Post the agricultural and the industrialization phase came the service economy. Here a paradigm shift was witness where the assessment of labour was not just done on the quantity but the quality of work done. So as a society we moved away from shop floor work to white collar and pink collar jobs. This economy pushed companies in search for new skills that can expand their consumers’ reachability, engage technology and identify those employers that can create and manage technology innovation. Finding and retaining such talent gave rise of Human Resource as a full-fledged separate company’s department whose role was to identify, hire and retain the right talent. Moreover this brought restructuring of HR policies where employers’ benefits were planned in respect to financial increment, bonus, hierarchical upgradation and performance in respect to sales and targets achieved.

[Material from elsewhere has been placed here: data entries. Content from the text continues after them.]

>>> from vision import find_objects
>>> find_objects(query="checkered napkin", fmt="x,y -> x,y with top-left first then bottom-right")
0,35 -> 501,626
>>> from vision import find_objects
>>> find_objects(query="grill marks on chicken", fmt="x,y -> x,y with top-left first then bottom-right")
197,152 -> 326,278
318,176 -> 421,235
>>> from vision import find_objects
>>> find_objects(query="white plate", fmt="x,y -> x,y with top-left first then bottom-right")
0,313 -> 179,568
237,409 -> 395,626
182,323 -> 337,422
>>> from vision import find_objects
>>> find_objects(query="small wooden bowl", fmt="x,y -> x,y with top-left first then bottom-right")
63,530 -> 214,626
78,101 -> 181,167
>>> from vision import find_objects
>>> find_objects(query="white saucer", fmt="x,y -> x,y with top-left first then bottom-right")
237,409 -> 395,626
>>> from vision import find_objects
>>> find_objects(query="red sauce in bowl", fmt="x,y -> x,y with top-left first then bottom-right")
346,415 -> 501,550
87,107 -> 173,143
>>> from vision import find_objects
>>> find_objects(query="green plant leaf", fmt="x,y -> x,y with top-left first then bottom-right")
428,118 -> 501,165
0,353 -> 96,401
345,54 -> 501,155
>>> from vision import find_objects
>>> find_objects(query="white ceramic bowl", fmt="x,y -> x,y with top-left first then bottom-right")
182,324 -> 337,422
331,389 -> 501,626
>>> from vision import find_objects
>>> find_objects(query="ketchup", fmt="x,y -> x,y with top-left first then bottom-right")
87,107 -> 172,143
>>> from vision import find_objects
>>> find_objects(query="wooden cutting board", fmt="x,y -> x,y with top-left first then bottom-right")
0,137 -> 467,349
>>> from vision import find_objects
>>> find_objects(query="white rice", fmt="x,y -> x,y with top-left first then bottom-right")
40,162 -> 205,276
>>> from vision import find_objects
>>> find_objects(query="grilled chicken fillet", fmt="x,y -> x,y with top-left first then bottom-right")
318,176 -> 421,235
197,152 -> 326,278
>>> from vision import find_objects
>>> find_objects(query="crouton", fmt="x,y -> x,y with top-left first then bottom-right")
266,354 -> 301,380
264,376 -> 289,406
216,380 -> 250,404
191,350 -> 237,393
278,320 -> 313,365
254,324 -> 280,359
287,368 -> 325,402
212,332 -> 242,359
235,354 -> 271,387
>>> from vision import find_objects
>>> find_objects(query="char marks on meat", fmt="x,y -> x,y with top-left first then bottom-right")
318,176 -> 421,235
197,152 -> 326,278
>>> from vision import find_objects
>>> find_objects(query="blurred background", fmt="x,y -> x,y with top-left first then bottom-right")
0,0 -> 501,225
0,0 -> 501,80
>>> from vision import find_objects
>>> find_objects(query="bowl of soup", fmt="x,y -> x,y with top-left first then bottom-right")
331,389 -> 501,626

Rising consumerism and emergence of various industries other than manufacturing such as banking, tourism, information technology, healthcare and consumer retailing services etc. demanded the change in ideology from ‘people in need of good company’ to ‘companies in need of good people’. The rise of people as an important stakeholder of businesses made human resource managers define policies through culture, system, process and structure in respect to equal opportunity for all, constructive working environment, promotion of individual and team work, empowerment through capacity building programs and quality of work in respect to satisfaction level. For this the HR team closely worked with communication, finance, IT and operations team to bring effective implementation of these policies.

Today, companies have realized that people as their brand managers, promoters of social responsibility, channel of consumer satisfaction and growth. This has led towards a step further where HR policies are being expanded to even employees families and special occasions in their lives where health & educational benefits, child day care facilities for working women, reframing of maternal benefits for both the parents, extended leave policies, flexible work timings, opportunities for the employees to explore their personal passion with the professional lives and some companies are even offering on-job sleeping and break taking initiatives to maintain the overall conducive environment.

The role of human resource personnel has also expanded where they are not only the communication channel between company’s management and employees but also between employees and company’s management thereby defining HR as people management process. Gamification is another emerging tool in recent times where not just training but company’s vision & mission, sales targets, employees’ growth and even expectation level of both company and employees are being managed.

To keep pace with the changing economies, social thought process and political geographies it has become necessary for companies to continuously redefine and innovative on their HR policies as only then they can map out their future strategies and implement present projects.